As Hengen explains, the families who own these businesses are families that TIRRC has relationships with through English classes or other programs. âSo many times, restaurants are where our communities come together,â she says. In their schools, you might find a young student finishing his homework at the table while his parents are working.
âFood connects us, and it’s a cultural currency – a way to showcase creativity and food,â Hengen says. Alvarez agrees. He came to the United States from Haiti at the age of 13, and while studying landscaping at Florida A&M and working in the field for a while, it was the food that captivated his interest as a means of showcasing its culture, which in recent years could have been eclipsed by tragedy.
âUsually people like to talk about the type of food they eat, no matter where they come from,â says Alvarez. âThey’ll say, ‘Oh yeah, I like this and that,’ and that opens the door for conversation.

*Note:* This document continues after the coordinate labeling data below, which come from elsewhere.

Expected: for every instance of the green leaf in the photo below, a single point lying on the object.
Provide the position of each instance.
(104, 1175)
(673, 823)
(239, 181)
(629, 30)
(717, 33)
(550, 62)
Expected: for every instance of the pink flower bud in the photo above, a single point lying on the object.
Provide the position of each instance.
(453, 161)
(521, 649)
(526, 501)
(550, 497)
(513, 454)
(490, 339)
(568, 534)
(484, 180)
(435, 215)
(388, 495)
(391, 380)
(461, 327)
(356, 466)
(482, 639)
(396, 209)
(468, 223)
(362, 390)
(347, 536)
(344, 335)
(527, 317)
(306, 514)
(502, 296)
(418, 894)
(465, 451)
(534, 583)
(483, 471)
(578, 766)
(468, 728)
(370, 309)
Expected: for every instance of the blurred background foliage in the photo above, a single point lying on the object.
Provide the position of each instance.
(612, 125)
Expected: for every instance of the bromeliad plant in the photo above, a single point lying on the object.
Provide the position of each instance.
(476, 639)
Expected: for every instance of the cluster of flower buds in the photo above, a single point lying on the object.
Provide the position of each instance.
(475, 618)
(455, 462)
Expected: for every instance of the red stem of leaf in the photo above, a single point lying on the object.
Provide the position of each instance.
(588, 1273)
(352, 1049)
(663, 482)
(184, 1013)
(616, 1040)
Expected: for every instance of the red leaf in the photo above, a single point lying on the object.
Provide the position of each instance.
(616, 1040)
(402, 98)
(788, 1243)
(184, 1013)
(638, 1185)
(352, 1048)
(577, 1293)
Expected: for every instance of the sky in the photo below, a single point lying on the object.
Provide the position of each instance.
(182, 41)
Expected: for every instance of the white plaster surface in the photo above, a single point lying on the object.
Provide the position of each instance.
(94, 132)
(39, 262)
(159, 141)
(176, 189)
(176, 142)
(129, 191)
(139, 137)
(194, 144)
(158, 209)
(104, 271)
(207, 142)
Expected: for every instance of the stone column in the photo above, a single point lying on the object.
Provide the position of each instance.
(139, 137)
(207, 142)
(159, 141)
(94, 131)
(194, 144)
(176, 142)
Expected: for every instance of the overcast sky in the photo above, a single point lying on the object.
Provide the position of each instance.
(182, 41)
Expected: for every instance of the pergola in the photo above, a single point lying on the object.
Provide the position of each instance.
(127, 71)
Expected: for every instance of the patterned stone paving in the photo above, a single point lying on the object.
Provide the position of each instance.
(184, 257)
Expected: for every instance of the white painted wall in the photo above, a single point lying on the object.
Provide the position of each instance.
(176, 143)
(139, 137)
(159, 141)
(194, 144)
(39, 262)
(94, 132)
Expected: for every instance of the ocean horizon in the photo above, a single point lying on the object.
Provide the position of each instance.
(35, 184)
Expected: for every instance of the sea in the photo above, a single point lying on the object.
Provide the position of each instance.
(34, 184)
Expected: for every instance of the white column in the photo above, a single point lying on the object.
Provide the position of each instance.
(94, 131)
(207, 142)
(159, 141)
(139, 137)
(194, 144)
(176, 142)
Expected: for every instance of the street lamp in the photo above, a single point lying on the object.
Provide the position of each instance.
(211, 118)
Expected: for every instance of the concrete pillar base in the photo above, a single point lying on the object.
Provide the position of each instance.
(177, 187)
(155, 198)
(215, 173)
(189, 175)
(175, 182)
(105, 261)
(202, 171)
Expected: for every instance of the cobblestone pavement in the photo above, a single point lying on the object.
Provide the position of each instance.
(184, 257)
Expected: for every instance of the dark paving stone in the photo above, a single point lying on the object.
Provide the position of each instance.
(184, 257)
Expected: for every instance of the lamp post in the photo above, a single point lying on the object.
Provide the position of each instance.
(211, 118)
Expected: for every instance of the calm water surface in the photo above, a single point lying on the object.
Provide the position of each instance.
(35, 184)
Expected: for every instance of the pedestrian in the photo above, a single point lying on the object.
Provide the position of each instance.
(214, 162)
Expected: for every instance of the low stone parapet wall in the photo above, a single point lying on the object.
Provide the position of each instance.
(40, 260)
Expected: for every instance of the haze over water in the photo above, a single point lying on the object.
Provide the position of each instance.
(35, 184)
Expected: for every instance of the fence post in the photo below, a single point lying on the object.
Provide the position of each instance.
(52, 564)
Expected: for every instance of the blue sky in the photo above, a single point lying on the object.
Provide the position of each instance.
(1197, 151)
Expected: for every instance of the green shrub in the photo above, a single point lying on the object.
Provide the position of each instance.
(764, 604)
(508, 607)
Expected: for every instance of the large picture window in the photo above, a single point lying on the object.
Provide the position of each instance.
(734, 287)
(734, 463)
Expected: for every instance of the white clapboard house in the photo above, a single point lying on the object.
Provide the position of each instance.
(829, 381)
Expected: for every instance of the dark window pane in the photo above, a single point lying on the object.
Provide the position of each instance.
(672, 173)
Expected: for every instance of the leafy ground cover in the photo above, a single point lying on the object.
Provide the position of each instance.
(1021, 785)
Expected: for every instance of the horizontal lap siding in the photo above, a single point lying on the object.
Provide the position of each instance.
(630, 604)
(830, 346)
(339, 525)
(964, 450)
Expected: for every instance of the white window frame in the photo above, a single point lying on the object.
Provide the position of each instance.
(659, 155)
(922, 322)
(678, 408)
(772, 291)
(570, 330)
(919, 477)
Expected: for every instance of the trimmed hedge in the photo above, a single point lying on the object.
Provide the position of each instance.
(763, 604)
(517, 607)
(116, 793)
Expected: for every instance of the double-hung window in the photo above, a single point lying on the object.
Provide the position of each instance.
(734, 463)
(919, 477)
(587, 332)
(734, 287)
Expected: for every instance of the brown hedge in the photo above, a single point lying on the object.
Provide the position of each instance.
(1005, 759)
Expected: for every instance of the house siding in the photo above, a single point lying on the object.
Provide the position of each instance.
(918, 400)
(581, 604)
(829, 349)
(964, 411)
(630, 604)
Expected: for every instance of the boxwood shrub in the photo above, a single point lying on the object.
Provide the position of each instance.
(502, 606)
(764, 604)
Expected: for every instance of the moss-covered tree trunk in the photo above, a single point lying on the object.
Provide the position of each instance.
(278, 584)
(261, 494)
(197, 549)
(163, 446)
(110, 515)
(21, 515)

It’s a way I like to talk to people about Haitian culture. I’m going to tell them about the griyo, which is fried pork, and fried plantains and something we call pikliz, which looks like coleslaw or chow chow but spicy and made with vinegar.
From TIRRC’s perspective, these food-based relationships also help strengthen their other work. âIf you get to know a chief and know their history,â Hengen says, âand if there is a policy that affects immigrants in your community, you have a face and a taste associated with it. It is no longer abstract. You have received hospitality.
In addition to the InterNASHional Night Market, TIRRC also planned to host A Feast With Louisa Shafia: Private Dinner on October 24, but decided to cancel the dinner inside due to COVID-related concerns. Shafia, author of the award-winning cookbook New Persian cuisine, plans to offer different types of events in the future.
Edessa Restaurant
Shafia says her relationship with TIRRC began at a “truly horrific moment in American history”.
âIt was 2017, and the Muslim ban crisis had started,â Shafia said. âMy father is from Iran. I was upset because it directly affected my extended family, both Iranians and those living in the United States.
She wanted to do something that would contribute to the immigration dialogue in a positive way, so she called the main number of TIRRC and said that she wanted to have a Persian dinner to raise money for their work. Shafia had heard about TIRRC a few months before while volunteering for another non-profit organization at the National Conference on Immigrant Integration, which TIRRC co-hosted.
Cafe Merengue
âI started crying on the phone when I tried to explain to the staff member who I was and what I wanted to do,â Shafia says.
Shafia ended up planning a Persian New Years dinner at the famous Butcher & Bee in East Nashville. Tickets sold out quickly.
âIt was a moving evening, with speeches from people who had been helped by TIRRC,â says Shafia. âThe dinner was a fun evening for people to learn about TIRRC, and it brought a lot of new support. “
The evening also featured dinners featuring other immigrant cooks across the city.
âUnless you work in an industry that relies heavily on immigrant labor, like hospitality or agriculture, immigrants in Nashville may be invisible,â Shafia explains. âBut they’re here in substantial numbers and hitting way above their weight in these industries. ⦠And I can’t think of a better way to get people to invest in the welfare of immigrants than to have them meet around a nice feast of the food of this particular culture.